Deep Dive: Medium-Scale Self-Service with Worker Groups

Forum|Forum|2 months ago
November 19, 2025
0 replies
45 views

kprior
Employee

While we generally recommend the workspace approach for self-service setup, the same results can be achieved by leveraging a development worker group. Think about it: a specific worker group that you provide access to for your data owners to develop their pipelines. As long as you set up RBAC appropriately, leverage packs and git, and have some guidelines for your developers, this will also work as a contained environment to provide self-service options to your log owners.

Keep Control

Same as the large-scale approach: Cribl administrators get final say on what gets put into production. Leverage change control systems (JIRA, ServiceNow, etc.) in order to track what onboarding is underway, what items within the pack must be updated for production readiness, who is responsible for the pack, and to simply track why changes are occurring in the environment. You can automate a lot of these tasks by leveraging forms in ServiceNow, JIRA, or Azure; creating a templated change control approach will cut down on mistakes or missed information during the onboarding process.

Make Use of Git

Again the same as the large-scale approach: the best way to operationalize this effort is to leverage Git to move packs throughout your environment while having easy tracking of changes that occur within each pack. For simplicity’s sake, have a single Git repository for each pack that is created. Have teams write to Git as packs are created and managed (coming soon within the product!). So, first thing to do: get you a Git repository for your pack. I would recommend both a dev and prod (or main) branch here so that any changes made during production readiness are recorded appropriately.

Create a Development Worker Group

The first step here is to create a worker group for your development environment. If you have a Cribl.Cloud environment, this is exceptionally easy. You can spin up workers as you need them and make sure that you’re only paying for the resources that you’re using. If you are on-premise, you can do the same using a Cloud provider.

Creating the Worker Group

This is pretty easy. Follow the instructions available in the documentation to create a worker group. I recommend making this a very small size and using virtual machines that you can destroy when not in use, as mentioned above. Name the worker group something that indicates the development environment.

Set up RBAC for the Worker Group

In order to properly segregate the development worker group from the rest of your environment, you need to pay close attention to the permissions you assign here. Determine if you want your log owners to be able to commit and deploy changes for the WG or just commit them. If you’re nervous about making sure that the permission are assigned properly, start with basic Editor permissions for the WG and move up. It’s always easy to add permissions than to take them away.
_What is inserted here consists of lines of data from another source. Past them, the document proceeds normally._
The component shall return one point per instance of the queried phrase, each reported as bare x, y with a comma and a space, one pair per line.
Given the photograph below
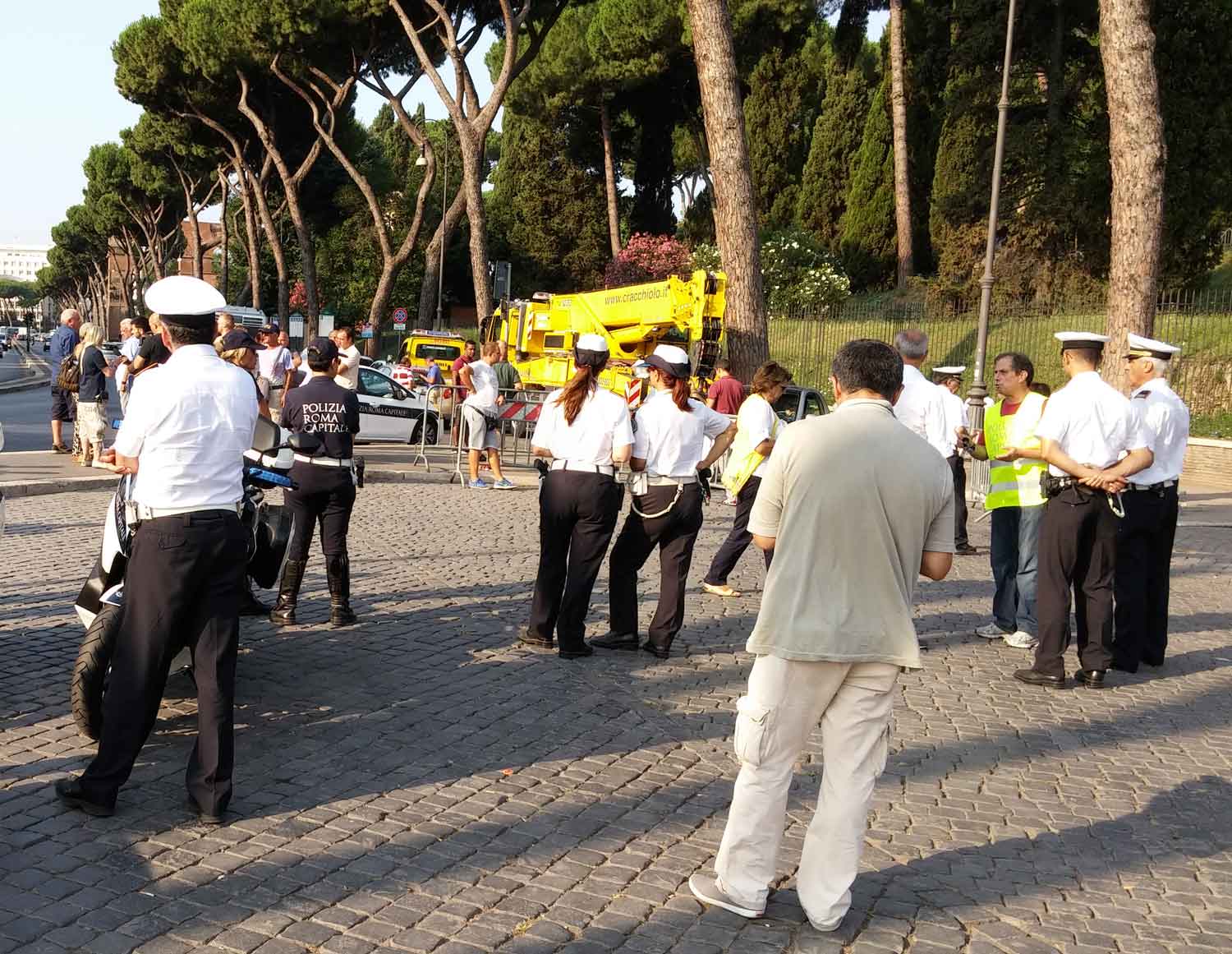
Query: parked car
392, 412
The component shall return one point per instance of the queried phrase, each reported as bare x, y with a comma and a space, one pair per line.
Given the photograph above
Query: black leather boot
339, 572
288, 592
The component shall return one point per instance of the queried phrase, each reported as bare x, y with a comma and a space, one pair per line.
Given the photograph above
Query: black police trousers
578, 514
330, 507
1078, 551
182, 588
1143, 562
674, 535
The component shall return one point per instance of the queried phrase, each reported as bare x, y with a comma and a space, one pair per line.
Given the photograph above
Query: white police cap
1142, 347
182, 295
1082, 339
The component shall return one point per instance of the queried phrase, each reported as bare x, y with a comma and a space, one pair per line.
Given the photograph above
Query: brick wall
1209, 463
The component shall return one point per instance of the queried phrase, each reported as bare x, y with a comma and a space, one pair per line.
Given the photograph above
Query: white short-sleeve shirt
921, 408
483, 377
189, 424
1092, 422
672, 441
601, 424
1165, 419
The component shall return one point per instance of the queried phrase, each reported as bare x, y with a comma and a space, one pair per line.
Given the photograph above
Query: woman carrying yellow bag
756, 426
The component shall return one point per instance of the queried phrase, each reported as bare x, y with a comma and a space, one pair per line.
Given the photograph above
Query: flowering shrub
648, 258
798, 273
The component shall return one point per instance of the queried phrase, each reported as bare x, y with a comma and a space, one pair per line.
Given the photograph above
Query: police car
392, 412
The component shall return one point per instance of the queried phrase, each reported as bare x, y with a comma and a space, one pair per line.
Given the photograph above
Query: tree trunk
433, 260
902, 175
734, 205
472, 187
1138, 152
605, 126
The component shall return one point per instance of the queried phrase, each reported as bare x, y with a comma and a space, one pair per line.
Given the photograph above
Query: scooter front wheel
90, 671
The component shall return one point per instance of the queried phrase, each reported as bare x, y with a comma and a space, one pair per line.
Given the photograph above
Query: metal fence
1200, 323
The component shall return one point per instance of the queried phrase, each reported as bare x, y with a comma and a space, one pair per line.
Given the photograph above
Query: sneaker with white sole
705, 887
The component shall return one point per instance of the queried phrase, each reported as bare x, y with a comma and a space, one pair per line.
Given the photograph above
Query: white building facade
22, 261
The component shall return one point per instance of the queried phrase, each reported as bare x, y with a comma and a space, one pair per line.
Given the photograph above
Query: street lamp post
445, 196
978, 389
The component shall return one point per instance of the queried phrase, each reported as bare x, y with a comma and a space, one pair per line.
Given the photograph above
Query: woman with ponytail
584, 431
669, 449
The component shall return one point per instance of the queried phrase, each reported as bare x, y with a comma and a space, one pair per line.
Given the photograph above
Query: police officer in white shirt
1086, 428
1146, 532
668, 448
184, 438
949, 381
919, 406
584, 431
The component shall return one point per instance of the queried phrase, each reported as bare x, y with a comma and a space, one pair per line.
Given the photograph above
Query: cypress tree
869, 243
837, 136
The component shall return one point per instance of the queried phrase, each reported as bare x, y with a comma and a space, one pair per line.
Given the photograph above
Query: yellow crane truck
541, 333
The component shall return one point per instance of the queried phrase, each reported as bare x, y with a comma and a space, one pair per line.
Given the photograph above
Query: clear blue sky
57, 71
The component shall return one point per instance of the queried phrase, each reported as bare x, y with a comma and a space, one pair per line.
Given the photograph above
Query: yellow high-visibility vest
1014, 483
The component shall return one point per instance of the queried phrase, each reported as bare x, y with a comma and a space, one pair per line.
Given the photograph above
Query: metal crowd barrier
517, 409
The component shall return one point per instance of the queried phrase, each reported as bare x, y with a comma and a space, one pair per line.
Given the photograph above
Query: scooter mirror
305, 441
265, 434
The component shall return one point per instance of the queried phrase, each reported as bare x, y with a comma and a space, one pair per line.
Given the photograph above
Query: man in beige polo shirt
857, 507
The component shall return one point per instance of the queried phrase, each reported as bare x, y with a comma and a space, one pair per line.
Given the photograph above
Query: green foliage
837, 136
869, 247
546, 211
798, 273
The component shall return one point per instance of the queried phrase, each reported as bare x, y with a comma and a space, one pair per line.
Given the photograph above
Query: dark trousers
1143, 561
184, 584
1078, 550
330, 508
738, 540
674, 534
960, 500
578, 514
1014, 555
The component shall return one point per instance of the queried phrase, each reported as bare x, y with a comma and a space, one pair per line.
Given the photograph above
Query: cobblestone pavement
421, 783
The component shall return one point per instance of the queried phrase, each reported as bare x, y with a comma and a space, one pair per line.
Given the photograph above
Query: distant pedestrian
756, 426
64, 342
949, 380
1014, 500
480, 416
726, 394
919, 406
857, 508
1146, 534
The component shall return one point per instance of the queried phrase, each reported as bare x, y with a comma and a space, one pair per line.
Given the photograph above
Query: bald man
63, 342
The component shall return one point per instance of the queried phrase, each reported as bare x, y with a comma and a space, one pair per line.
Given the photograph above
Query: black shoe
249, 606
615, 641
1032, 678
338, 571
534, 638
71, 794
202, 816
1091, 678
288, 593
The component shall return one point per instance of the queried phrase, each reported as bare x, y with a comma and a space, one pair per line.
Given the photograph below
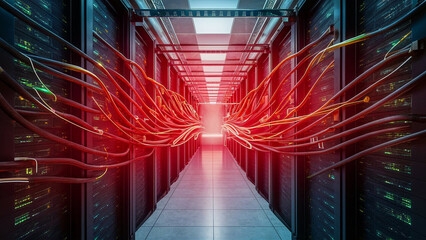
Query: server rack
263, 158
39, 211
282, 164
251, 154
385, 179
389, 196
161, 153
116, 205
143, 200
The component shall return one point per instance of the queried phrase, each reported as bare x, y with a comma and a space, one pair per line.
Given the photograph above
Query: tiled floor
213, 199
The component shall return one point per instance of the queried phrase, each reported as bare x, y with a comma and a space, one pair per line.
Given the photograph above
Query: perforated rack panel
40, 211
161, 153
144, 175
282, 165
108, 192
262, 157
321, 196
388, 188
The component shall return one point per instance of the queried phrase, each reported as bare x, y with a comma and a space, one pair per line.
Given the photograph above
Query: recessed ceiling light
213, 25
223, 4
213, 68
213, 56
213, 79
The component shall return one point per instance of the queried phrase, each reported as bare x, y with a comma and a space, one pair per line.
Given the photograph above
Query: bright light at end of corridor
212, 135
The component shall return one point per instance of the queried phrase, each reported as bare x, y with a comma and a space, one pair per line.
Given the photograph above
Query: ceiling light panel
213, 56
213, 69
222, 4
213, 79
213, 25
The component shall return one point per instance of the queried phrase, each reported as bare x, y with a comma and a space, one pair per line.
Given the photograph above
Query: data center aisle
213, 199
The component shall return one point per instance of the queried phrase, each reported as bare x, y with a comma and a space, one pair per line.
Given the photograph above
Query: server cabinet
109, 197
390, 183
251, 154
282, 182
173, 151
143, 173
263, 158
181, 148
35, 211
322, 217
161, 153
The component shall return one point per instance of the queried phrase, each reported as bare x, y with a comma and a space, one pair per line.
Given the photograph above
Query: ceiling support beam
286, 14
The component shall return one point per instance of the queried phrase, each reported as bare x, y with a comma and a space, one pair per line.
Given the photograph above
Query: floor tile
142, 233
193, 192
151, 220
213, 191
233, 192
236, 203
241, 218
274, 219
189, 203
284, 233
181, 233
183, 218
245, 233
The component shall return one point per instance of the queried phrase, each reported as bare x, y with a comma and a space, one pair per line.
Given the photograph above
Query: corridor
212, 199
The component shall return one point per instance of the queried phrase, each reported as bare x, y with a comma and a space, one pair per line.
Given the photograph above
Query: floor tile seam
171, 192
213, 189
264, 210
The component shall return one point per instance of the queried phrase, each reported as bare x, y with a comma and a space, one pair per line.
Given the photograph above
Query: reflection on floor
213, 199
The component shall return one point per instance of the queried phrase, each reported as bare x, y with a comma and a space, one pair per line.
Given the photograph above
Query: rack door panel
322, 198
389, 181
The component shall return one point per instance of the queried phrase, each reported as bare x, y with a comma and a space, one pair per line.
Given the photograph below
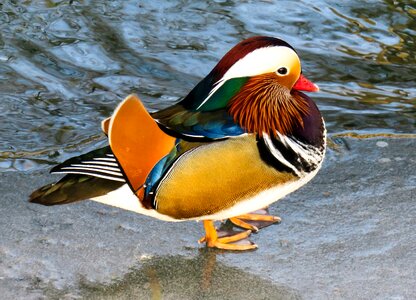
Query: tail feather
73, 188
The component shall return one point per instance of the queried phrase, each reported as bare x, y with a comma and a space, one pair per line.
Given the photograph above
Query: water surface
64, 65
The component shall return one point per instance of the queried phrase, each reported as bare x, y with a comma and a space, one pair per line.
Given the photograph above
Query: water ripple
64, 65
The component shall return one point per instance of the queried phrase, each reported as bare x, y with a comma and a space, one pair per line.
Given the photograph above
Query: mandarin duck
243, 138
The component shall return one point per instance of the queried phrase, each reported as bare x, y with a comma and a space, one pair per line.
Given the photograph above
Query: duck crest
215, 87
265, 106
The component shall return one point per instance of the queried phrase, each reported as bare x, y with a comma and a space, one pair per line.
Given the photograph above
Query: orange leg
255, 220
213, 241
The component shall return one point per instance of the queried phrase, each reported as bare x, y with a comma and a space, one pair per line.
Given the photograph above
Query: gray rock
349, 234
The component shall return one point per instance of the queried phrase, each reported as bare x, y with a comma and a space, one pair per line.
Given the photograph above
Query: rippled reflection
64, 65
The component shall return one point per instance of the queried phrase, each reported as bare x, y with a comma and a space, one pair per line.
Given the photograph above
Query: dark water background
64, 65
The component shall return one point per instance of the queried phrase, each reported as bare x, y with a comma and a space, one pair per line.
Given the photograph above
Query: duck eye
282, 71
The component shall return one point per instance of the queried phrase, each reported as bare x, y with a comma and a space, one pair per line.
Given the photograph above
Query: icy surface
349, 234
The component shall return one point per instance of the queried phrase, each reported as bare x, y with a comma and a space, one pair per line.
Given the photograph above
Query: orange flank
137, 141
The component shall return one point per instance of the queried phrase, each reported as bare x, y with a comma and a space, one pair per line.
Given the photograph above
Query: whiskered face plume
265, 106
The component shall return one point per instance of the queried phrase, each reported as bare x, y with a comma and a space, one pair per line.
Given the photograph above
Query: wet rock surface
349, 234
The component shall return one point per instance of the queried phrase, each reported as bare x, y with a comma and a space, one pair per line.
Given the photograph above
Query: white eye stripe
287, 71
260, 61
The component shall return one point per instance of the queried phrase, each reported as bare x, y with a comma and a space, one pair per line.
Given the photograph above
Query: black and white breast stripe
292, 154
105, 167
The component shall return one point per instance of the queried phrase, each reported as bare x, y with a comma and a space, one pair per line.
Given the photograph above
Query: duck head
257, 81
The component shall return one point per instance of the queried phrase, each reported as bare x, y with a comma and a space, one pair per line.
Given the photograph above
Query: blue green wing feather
183, 123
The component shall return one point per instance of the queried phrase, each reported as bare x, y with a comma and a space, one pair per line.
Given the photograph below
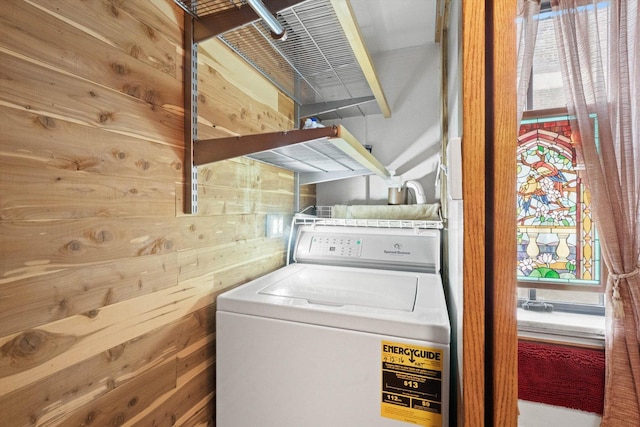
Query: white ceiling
395, 24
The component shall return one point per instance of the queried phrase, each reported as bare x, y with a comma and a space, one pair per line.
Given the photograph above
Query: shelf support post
190, 115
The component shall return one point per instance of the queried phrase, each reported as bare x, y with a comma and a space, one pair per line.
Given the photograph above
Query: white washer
355, 333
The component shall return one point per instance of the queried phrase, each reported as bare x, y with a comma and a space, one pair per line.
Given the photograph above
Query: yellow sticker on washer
412, 384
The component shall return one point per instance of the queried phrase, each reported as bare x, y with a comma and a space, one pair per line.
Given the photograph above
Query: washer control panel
408, 249
342, 246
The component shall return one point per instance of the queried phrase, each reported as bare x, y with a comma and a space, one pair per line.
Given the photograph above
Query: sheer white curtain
599, 53
527, 29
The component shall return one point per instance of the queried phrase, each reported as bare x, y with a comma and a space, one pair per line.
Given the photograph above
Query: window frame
533, 286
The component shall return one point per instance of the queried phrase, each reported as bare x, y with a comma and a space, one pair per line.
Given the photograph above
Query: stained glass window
557, 241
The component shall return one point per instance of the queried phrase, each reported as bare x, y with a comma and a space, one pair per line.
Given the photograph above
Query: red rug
562, 376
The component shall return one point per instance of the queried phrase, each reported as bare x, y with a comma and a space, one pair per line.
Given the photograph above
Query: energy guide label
412, 384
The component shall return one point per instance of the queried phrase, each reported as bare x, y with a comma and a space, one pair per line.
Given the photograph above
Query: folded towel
425, 212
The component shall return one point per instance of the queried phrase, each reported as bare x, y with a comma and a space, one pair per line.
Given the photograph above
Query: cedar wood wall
107, 289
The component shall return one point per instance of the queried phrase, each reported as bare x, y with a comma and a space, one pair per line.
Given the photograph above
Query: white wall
540, 415
453, 261
409, 141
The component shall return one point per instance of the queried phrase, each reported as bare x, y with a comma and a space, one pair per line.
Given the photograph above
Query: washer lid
390, 303
355, 288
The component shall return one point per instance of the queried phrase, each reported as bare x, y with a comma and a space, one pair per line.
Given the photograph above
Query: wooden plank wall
107, 290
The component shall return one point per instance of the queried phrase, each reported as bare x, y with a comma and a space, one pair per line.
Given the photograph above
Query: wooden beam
214, 150
501, 197
474, 217
352, 31
214, 24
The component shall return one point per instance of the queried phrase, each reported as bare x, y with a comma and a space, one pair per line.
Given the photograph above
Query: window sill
569, 328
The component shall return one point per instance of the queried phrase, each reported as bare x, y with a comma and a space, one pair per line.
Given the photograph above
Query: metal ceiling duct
315, 65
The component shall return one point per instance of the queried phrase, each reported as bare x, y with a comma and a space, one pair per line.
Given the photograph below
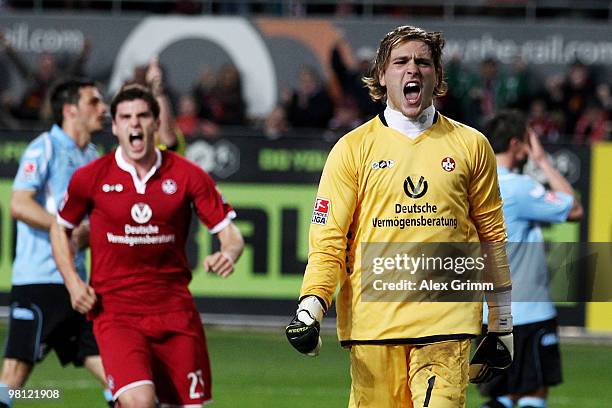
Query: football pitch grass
260, 369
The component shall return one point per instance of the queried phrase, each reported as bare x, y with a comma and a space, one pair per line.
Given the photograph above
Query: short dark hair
66, 91
132, 92
503, 127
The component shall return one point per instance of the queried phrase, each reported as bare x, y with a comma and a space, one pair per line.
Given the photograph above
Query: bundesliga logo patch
321, 211
448, 164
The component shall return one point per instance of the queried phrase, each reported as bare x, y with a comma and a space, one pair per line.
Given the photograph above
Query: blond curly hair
434, 40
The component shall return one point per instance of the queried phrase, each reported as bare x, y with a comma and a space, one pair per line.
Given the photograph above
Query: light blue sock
4, 397
505, 401
532, 402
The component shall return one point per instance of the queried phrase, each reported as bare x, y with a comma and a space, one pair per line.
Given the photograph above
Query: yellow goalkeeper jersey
379, 186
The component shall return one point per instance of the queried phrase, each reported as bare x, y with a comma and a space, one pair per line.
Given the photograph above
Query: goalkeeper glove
303, 331
493, 354
496, 350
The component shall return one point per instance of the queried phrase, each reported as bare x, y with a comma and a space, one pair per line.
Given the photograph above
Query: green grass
259, 369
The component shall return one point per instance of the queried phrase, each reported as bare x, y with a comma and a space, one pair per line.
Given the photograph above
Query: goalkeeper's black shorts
537, 361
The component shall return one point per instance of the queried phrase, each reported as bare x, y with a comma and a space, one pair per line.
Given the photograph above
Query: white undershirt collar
140, 185
410, 127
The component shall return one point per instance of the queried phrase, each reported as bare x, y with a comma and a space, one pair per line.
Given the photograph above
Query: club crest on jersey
169, 186
141, 212
107, 188
321, 211
29, 169
448, 164
382, 164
The easiest way to apply your permissions properly is to leverage Teams. So, as an administrator, create a Team for your developers by doing the following:

Navigate to Organization -> Members & Teams
Select Teams
Select Create Team.
Name your team something that signifies its permission level (i.e. Development WG Admins)
Allocate the proper Workspace access. This should be the workspace in which the Development WG is contained. Member is the level of access required.
For Product Permissions, choose User level access for Stream and leave the rest at No Access.
Now, Navigate to Stream -> Worker Groups.
Select the 3 dots at the end of the WG you created for Development. Select Members and Teams.
Select the Team you created above, and assign it the appropriate permissions level (Editor or Admin).

Operationalize Access to the Worker Group

Awesome, so now you have your Worker Group set up as well as your permissions properly assigned. Now you just need an easy way to get your future developers access to the environment. If you already have SSO set up, I recommend creating a group in your identity provider just for this access. Then, you can map that group to the Team you created above. This will minimize the amount of changes you will have to make within the Cribl platform. Instead, users will be able to request addition/removal to that identity group through your identity team, and the permissions will apply automatically through SSO.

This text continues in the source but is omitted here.